Show Me The Body – Corpus II Ep II
Recensione del disco “Corpus II Ep II” (Corpus, 2024) degli Show Me The Body. A cura di Daniele Cipolletti.
Cosa hanno in comune gli Idles, slowthai, la musica elettronica, l’hip hop, il punk, lo sludge metal, il gothic e il noise rock, gli scream isterici e le voci bianche angeliche, l’underground, il sudore e la soffocante claustrofobia che provi trovandoti in un sudicio live club pieno di moshers sdentati pronti a prenderti a calci? Un emerito cazzo, direte voi! E posso pure darvi ragione, ma non questa volta.
Gli Show Me The Body hanno dimostrato che le etichette possono pure andare a fare in culo, qua si fa arte senza restrizione alcuna, e si sente. “CORPUS II EP II” è un fiume in piena che spazza via una industria ormai troppo “etichettatrice” che gioca ad inventare il nome del genere musicale più assurdo e strampalato da appiccicare sopra la fronte dei suoi artisti.
I nostri ragazzi non sono scesi a compromessi, tutte le loro influenze si sono perfettamente amalgamate per dare alla luce un EP capace di farti ballare, sorprendere, impaurire, emozionare ed angosciare.
CORPUS IS A COMMUNITY.
COMMUNITY BUILDING IS DIRECT ACTION.
CORPUS IS ABOUT MUTUAL RESPECT.
RESPECT BUILDS SOLIDARITY.
CORPUS IS BUILT ON HARD WORK AND PRACTICE.
INTELLECTUAL WARFARE IS MANDATORY.
INCREASING SELF DEFENSE AND AWARENESS IS PARAMOUNT.
CORPUS IS EMPOWERMENT AND BECOMING FREE.
Dal loro sito web potete trovare quello che è, a tutti gli effetti, NON un semplice slogan buttato in pasto al mondo tanto per fare due likes in più, ma un vero e proprio inno alla libertà e al pensiero critico, al senso di solidarietà, rispetto e consapevolezza che ognuno di noi dovrebbe coltivare nel profondo.
Il pensiero hardcore, quello sano, che fa vibrare il cuore e lo spirito, quello degli straight edge è palese ed evidente, un movimento nato da una situazione libertaria, autogestionaria, controinformativa e antiautoritaria non può far altro che farti ammirare nuovi orizzonti incontaminati.
Da non lasciare in secondo piano, poi, sono sicuramente i vari preziosissimi ospiti che hanno contribuito a valorizzare ancora di più questo gioiello: ognuno gioca un ruolo fondamentale nella direzione artistica dell’album in grado di virare in continuazione verso strade sterrate, dossi, buche e campi minati.

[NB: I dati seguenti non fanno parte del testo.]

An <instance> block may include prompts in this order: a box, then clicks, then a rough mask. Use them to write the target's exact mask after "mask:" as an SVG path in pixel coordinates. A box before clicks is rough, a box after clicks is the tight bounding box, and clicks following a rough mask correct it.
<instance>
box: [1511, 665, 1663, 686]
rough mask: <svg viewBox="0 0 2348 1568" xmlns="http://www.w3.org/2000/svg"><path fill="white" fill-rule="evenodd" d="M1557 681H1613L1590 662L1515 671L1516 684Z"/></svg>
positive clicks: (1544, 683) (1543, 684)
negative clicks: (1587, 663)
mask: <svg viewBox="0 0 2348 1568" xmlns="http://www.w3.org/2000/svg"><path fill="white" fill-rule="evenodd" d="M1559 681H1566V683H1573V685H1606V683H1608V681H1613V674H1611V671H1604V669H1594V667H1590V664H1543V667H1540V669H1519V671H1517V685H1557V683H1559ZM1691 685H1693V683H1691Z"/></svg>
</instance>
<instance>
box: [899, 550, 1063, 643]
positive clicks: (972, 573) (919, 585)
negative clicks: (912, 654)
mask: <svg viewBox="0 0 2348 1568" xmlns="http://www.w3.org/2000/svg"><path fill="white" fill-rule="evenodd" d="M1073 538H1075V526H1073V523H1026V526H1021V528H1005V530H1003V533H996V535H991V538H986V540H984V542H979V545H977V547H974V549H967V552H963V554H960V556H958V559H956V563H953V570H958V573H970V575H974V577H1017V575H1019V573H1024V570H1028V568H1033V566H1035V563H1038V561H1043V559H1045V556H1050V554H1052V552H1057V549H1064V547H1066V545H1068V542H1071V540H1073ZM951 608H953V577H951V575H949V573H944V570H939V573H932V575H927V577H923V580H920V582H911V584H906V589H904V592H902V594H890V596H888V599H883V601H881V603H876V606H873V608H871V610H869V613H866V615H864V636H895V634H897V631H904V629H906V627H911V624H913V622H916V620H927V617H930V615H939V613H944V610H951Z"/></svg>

Dimenticavo, non lasciatevi sfuggire il loro videoclip di Stomach, ma vi avverto, ad una certa avvertirete un nodo proprio in quella parte del corpo: la gioventù, lo skate, l’erba, le birre e le sigarette, le ristate a crepapelle, le vecchie videocamere, gli autobus a due piani, i furti in lontani e desolati alimentari di quartiere, i grattaceli, i graffiti, i fuochi d’artificio e la cara, vecchia ed onnipresente nostalgia…sì, quella che tanto ci fa rimpiangere i bei momenti andati perché forse vogliamo tutti esseri un po’ rivoluzionari, fuori dagli schemi, forse vogliamo tutti un posto migliore in questo mondo che a volte ci schiaccia, ci consuma e ci fa a pezzi.
Cold, cold as steel
My life, my brain, my blood, transform
To molten tears
Raining down to the earthly urn
Capaci non solo di sprigionare un’energia fuori dal normale ma anche di essere introspettivi, profondi e sinceri, di parlare di tematiche dolorose e lancinanti, gli Show Me The Body si guadagnano senza dubbio un posto nel cuore di quelle persone che accolgono l’arte in ogni sua forma, senza per forza riuscire a dargli un nome (per fortuna).